A decade later, Chandler and Lalonde added a seventh factor: ancestral language fluency. Communities that maintained strong conversational knowledge of their language reported near-zero youth suicide rates.

Chandler, M. J., & Lalonde, C. E. (1998). “Cultural Continuity as a Hedge Against Suicide in Canada’s First Nations.” Transcultural Psychiatry, 35(2), 191–219.

Why It Works

The theoretical framework centers on personal persistence — the idea that having a coherent sense of self that extends into the future is constitutive of what it means to be a self at all. When a community controls its own education, health, governance, land, language, and cultural life, its young people can see themselves as continuous beings with a future worth inhabiting.

Self-determination is not a therapeutic intervention. It is a political condition that saves lives.

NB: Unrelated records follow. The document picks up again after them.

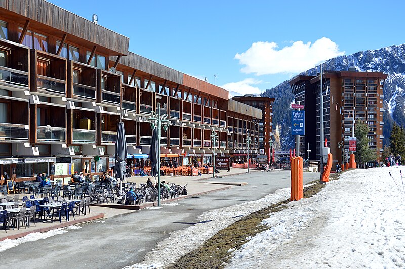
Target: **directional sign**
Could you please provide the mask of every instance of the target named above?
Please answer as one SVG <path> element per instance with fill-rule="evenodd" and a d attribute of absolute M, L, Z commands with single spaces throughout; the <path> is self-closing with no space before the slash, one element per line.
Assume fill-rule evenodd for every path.
<path fill-rule="evenodd" d="M 357 151 L 357 138 L 355 137 L 349 138 L 349 151 Z"/>
<path fill-rule="evenodd" d="M 215 158 L 215 168 L 229 170 L 229 157 L 217 157 Z"/>
<path fill-rule="evenodd" d="M 305 134 L 305 111 L 291 111 L 291 134 Z"/>

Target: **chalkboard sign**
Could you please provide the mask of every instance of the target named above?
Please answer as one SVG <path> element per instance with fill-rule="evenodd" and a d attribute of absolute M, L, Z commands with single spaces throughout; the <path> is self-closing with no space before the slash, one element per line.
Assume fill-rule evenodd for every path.
<path fill-rule="evenodd" d="M 7 180 L 7 192 L 10 193 L 13 192 L 13 193 L 15 193 L 14 191 L 14 182 L 13 180 Z"/>

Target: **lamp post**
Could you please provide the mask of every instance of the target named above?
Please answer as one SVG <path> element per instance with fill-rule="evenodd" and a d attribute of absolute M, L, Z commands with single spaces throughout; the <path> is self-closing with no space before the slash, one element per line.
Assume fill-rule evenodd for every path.
<path fill-rule="evenodd" d="M 166 108 L 166 104 L 163 105 L 163 108 Z M 170 121 L 167 119 L 168 114 L 160 115 L 160 103 L 158 103 L 157 113 L 152 111 L 152 117 L 149 118 L 150 127 L 152 130 L 156 129 L 157 131 L 157 206 L 160 206 L 160 138 L 161 137 L 161 130 L 167 131 Z"/>
<path fill-rule="evenodd" d="M 250 143 L 252 142 L 252 138 L 251 138 L 250 136 L 246 138 L 245 141 L 246 142 L 246 146 L 248 147 L 248 172 L 246 173 L 249 174 L 250 173 L 249 173 L 249 151 L 250 150 Z"/>
<path fill-rule="evenodd" d="M 211 134 L 210 136 L 211 139 L 211 143 L 212 143 L 212 154 L 213 154 L 213 170 L 212 170 L 212 178 L 215 178 L 215 142 L 218 140 L 218 135 L 215 132 L 215 131 L 212 131 Z"/>
<path fill-rule="evenodd" d="M 269 154 L 270 157 L 270 171 L 271 171 L 271 163 L 273 162 L 272 155 L 273 154 L 273 138 L 270 138 L 270 140 L 269 140 L 269 144 L 270 145 L 270 154 Z"/>

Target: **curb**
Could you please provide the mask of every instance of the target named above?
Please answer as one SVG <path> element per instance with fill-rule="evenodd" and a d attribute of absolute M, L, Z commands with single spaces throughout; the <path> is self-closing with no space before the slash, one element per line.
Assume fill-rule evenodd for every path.
<path fill-rule="evenodd" d="M 96 219 L 104 218 L 104 213 L 98 213 L 97 215 L 91 217 L 88 217 L 81 219 L 77 219 L 77 220 L 74 220 L 71 221 L 69 221 L 67 222 L 62 222 L 54 226 L 48 226 L 43 228 L 39 228 L 32 231 L 30 231 L 29 232 L 23 232 L 22 233 L 19 233 L 15 235 L 5 236 L 0 238 L 0 241 L 2 241 L 5 239 L 16 239 L 17 238 L 24 237 L 31 233 L 44 233 L 44 232 L 48 232 L 48 231 L 51 231 L 51 230 L 62 228 L 63 227 L 67 227 L 68 226 L 70 226 L 71 225 L 75 225 L 84 222 L 88 222 L 92 220 L 95 220 Z"/>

What Schools Are Doing Instead

Meanwhile, the CDC’s Youth Risk Behavior Survey (YRBS 2023) documents the toll:

  • 39.7% of U.S. high school students report persistent sadness and hopelessness
  • 20.4% seriously considered suicide
  • 9.5% attempted suicide

Richardson et al. (2005), studying 2,596 adolescents, found that failing academic performance was associated with a five-fold increased likelihood of a suicide attempt. A 2023 systematic review in the Journal of Affective Disorders examined 52 studies — 48 of 52 found a positive association between academic pressure and mental health harm.

The Contradiction

Here is the contradiction at the center of the American school system:

Self-determination makes suicide disappear. The letter-grade system — which sorts children into hierarchies of perceived worth, strips them of agency over their own learning, and ties their sense of self to external judgment — produces suicidal ideation at epidemic scale.

The system that claims to protect children is the system producing the crisis.

A Different Measurement

TEK8’s attainment system measures growth differently. Every knowledge domain is scored as a percentage of one’s own maximum — roll/max. A 3 on a D4 (75%) matters as much as a 15 on a D20 (75%). No domain dominates. No die is “best.” Growth is always relative to the self.

This is not merely a pedagogical alternative. It is a refusal of the mechanism that the CDC’s own data identifies as correlated with youth death.


When we say “Free the Children,” this is what we mean. Free them from the system that grades them into despair. Give them gardens where their hands can learn. Give them games where their choices matter. Give them the conditions that Chandler and Lalonde proved make the difference between zero suicides and 800 times the national average.

The evidence exists. The question is whether we will act on it.